La Corte di cassazione ha riconosciuto che il diritto in questione è un diritto soggettivo a titolarità multipla, avente ad oggetto quel particolare bene della vita costituito dall’unità della famiglia e della reciproca assistenza tra i suoi membri, sebbene in subordine ed in funzione del superiore interesse del minore.
La presentazione dell’istanza, corredata da tutta una serie di documenti a sostegno della richiesta, non prevede l’obbligo di assistenza tecnica legale, può dunque essere presentata direttamente dagli interessati presso la Cancelleria Civile del Tribunale per i Minorenni, che fisserà una data per la convocazione dei genitori davanti al relatore designato.
Normalmente l'istruttoria viene svolta mediante:
- audizione dei genitori presenti sul territorio nazionale e dei minori capaci di discernimento (preadolescenti e adolescenti);
- verifica del domicilio a mezzo di polizia locale, salvo che uno dei due genitori non sia già in possesso di permesso di soggiorno e sia allegato un regolare contratto di locazione;
- acquisizione tramite la Questura di informazioni sulla pendenza di denunce a carico dei genitori o di altre informazioni utili.
Se a fondamento del ricorso vi sono profili sanitari e sono allegate certificazioni se ne chiede conferma al medico curante.
Se necessario vengono acquisite informazioni e indagini dalle strutture scolastiche frequentate dai minori e dai servizi sociali.
Il provvedimento viene dato con decreto, che potrà essere di accoglimento o di rigetto.
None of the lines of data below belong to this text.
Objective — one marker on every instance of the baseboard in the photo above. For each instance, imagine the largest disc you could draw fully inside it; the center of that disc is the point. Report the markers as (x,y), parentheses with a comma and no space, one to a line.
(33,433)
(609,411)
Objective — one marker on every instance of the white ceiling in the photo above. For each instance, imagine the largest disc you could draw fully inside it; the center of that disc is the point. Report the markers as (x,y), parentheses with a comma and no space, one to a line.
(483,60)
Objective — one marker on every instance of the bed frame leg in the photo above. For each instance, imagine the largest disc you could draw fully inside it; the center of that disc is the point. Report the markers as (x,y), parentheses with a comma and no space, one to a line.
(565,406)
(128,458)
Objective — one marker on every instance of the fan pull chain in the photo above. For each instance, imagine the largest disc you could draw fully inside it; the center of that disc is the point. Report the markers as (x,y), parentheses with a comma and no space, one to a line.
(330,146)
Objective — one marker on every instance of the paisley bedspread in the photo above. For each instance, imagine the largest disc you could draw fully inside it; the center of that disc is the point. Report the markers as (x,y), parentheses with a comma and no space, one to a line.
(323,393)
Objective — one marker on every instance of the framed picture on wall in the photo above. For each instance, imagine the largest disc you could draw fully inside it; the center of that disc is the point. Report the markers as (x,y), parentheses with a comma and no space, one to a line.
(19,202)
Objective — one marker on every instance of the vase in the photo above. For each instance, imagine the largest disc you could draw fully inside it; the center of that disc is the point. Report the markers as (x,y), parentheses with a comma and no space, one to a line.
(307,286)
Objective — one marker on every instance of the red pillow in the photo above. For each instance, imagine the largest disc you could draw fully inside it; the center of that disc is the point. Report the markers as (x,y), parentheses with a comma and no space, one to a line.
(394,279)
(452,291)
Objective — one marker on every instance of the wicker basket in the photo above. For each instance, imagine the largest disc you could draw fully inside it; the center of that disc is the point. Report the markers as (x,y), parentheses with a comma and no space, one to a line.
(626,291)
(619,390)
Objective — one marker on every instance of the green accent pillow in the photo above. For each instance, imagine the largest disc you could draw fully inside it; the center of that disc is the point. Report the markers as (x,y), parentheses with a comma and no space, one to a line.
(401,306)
In caso di accoglimento dell’istanza, il provvedimento ordina alla Questura territorialmente competente di rilasciare un permesso di soggiorno conforme alle necessità del caso, che abbia la durata stabilita nel decreto. Nel caso di rigetto del ricorso, invece, il rimedio è costituito dal reclamo alla Corte d'Appello per i minorenni, sezione specializzata della Corte d'Appello, che va proposto entro 10 giorni dalla comunicazione o notificazione del provvedimento negativo ed introduce un giudizio che si svolge in camera di consiglio.
Il Collegio fissa una data in cui le parti personalmente, o il loro legale, esporranno le ragioni per cui ritengono che il decreto di rigetto fosse ingiusto. Dopo di che, il Collegio si riunisce in camera di consiglio e conclude la procedura con decisione non pubblica.
Contro un eventuale ulteriore provvedimento negativo si può proporre ricorso per Cassazione.